This type of processing is only performed for nominal variables. 

Where several dummy variables are created according to the number of categories according to the variable.
Where it meets the condition of the category, it will be assigned a 1. While the other variables will be filled with 0.

There are 2 types of cases to perform this **transformation**:

* Binary transformation. Where there are only 2 possible cases.
* Multinomial transformation.
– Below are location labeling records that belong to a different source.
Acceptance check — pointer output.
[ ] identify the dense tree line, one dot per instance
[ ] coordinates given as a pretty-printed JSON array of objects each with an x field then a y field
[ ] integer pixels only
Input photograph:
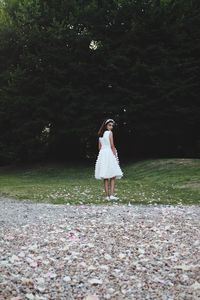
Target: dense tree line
[{"x": 66, "y": 65}]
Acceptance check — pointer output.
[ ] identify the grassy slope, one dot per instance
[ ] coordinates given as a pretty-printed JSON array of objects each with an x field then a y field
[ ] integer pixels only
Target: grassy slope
[{"x": 169, "y": 181}]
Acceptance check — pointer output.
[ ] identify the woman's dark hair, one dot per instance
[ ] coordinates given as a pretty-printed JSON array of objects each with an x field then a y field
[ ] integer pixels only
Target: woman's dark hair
[{"x": 103, "y": 126}]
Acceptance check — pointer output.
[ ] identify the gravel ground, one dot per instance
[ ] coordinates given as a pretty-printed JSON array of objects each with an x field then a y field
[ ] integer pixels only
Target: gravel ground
[{"x": 99, "y": 252}]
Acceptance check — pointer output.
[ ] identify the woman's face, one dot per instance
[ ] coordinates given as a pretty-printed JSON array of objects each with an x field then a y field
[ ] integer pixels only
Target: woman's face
[{"x": 109, "y": 126}]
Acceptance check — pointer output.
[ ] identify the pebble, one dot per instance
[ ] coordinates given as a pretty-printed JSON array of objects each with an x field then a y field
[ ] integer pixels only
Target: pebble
[{"x": 91, "y": 252}]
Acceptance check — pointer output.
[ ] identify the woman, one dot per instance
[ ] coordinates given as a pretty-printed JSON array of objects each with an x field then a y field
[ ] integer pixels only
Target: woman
[{"x": 107, "y": 163}]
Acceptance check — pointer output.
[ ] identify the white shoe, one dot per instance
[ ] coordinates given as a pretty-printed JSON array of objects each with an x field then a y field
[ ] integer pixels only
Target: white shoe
[{"x": 113, "y": 197}]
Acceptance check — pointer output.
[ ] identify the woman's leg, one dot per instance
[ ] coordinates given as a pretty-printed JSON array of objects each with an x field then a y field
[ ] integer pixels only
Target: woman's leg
[
  {"x": 112, "y": 185},
  {"x": 106, "y": 187}
]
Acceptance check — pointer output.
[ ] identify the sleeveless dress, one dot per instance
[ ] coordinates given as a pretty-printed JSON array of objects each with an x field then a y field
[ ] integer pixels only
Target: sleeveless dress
[{"x": 107, "y": 164}]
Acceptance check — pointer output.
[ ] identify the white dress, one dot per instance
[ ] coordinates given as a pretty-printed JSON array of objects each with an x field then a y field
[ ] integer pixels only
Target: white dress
[{"x": 107, "y": 164}]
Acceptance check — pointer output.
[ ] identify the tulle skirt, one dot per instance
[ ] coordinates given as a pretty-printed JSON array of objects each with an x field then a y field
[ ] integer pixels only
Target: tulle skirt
[{"x": 107, "y": 165}]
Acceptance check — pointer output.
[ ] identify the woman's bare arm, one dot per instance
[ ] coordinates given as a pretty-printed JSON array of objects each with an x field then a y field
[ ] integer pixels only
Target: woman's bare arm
[{"x": 112, "y": 143}]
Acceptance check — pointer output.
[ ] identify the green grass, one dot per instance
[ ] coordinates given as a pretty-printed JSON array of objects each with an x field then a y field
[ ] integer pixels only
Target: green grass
[{"x": 161, "y": 181}]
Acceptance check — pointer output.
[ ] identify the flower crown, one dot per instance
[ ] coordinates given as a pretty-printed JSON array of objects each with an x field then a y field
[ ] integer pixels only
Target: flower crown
[{"x": 109, "y": 120}]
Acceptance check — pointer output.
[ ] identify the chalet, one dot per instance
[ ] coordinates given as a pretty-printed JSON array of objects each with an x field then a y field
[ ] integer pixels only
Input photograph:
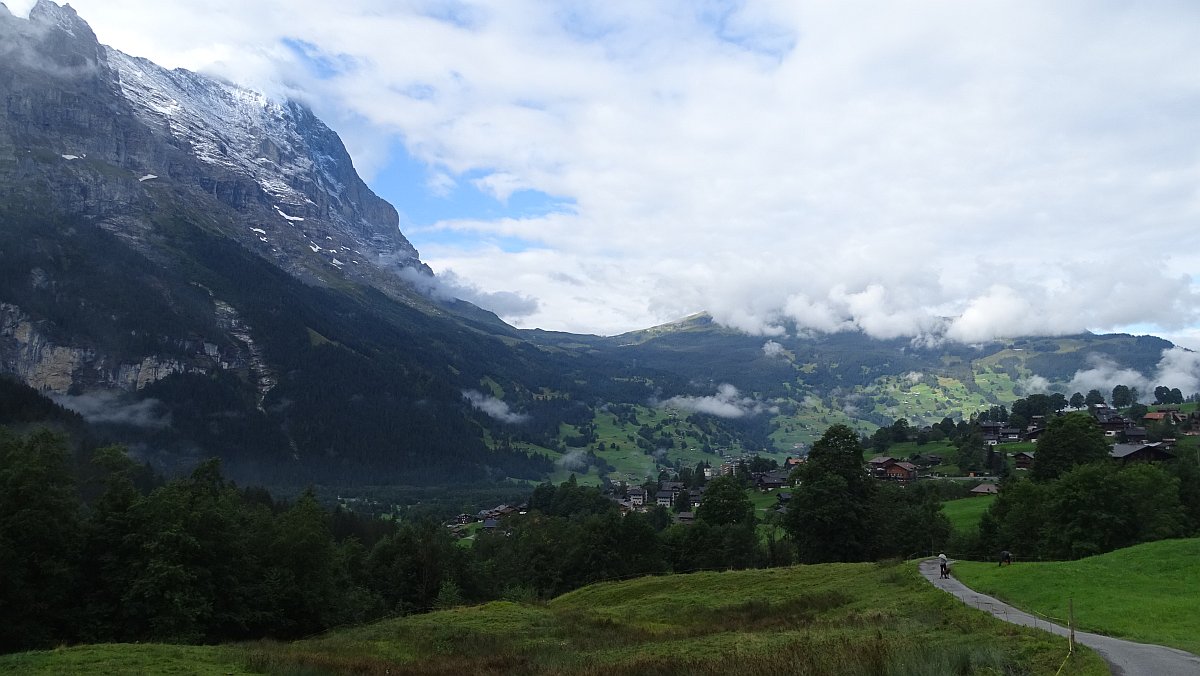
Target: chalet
[
  {"x": 673, "y": 486},
  {"x": 771, "y": 480},
  {"x": 1140, "y": 452},
  {"x": 1134, "y": 435},
  {"x": 1023, "y": 460},
  {"x": 636, "y": 497},
  {"x": 900, "y": 472},
  {"x": 879, "y": 465},
  {"x": 991, "y": 431}
]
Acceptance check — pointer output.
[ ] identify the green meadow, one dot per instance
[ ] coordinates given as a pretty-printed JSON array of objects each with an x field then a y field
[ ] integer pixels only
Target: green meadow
[
  {"x": 853, "y": 618},
  {"x": 1149, "y": 593},
  {"x": 965, "y": 513}
]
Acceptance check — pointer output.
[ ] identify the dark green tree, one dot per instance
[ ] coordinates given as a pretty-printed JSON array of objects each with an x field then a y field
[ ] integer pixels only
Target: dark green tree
[
  {"x": 828, "y": 516},
  {"x": 1069, "y": 440},
  {"x": 725, "y": 503},
  {"x": 40, "y": 538}
]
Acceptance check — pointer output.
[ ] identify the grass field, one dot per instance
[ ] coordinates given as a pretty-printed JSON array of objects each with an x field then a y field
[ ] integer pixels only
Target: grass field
[
  {"x": 966, "y": 513},
  {"x": 834, "y": 618},
  {"x": 1147, "y": 593}
]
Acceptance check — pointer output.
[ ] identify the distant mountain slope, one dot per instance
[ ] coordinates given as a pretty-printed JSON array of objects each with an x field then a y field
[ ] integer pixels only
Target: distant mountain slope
[{"x": 199, "y": 269}]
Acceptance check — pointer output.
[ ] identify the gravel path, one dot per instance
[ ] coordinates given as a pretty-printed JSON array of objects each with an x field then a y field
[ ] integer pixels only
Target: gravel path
[{"x": 1126, "y": 658}]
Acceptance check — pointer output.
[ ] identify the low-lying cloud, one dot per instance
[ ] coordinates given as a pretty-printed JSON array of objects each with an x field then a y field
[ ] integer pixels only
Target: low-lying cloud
[
  {"x": 448, "y": 286},
  {"x": 901, "y": 169},
  {"x": 493, "y": 407},
  {"x": 1177, "y": 369},
  {"x": 727, "y": 402},
  {"x": 117, "y": 408}
]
Where there are 3 or more possible states.

#### **Binary Transform**

For the case of a binary transformation. It is recommended to leave only one column. Since it is perfectly understood that where it is assigned, it meets the condition.

In [6]:
df=pd.read_csv("weight-height.csv")

In [7]:
df.head()

Unnamed: 0,Gender,Height,Weight
0,Male,73.847017,241.893563
1,Male,68.781904,162.310473
2,Male,74.110105,212.740856
3,Male,71.730978,220.04247
4,Male,69.881796,206.349801


In [8]:
df.Gender.unique()

array(['Male', 'Female'], dtype=object)

##### **Method 1**

In [11]:
df["Gender Numpy"] = np.where(df.Gender == "Male",1,0)

We use the **where** method of the numpy library. Where it receives the **variable** of interest as well as a **logical operator**, in this case it is comparison. Followed by the **criteria** to be met. Finally the **true** and **false** condition.

We create a new variable "Gender Numpy". For cases where the sex belongs to male.It will be assigned a 1 otherwise it will be a 0.

#### **Method 2**

In [13]:
df["Gender Lambda"] = df["Gender"].apply(lambda x: 1 if x == "Male" else 0)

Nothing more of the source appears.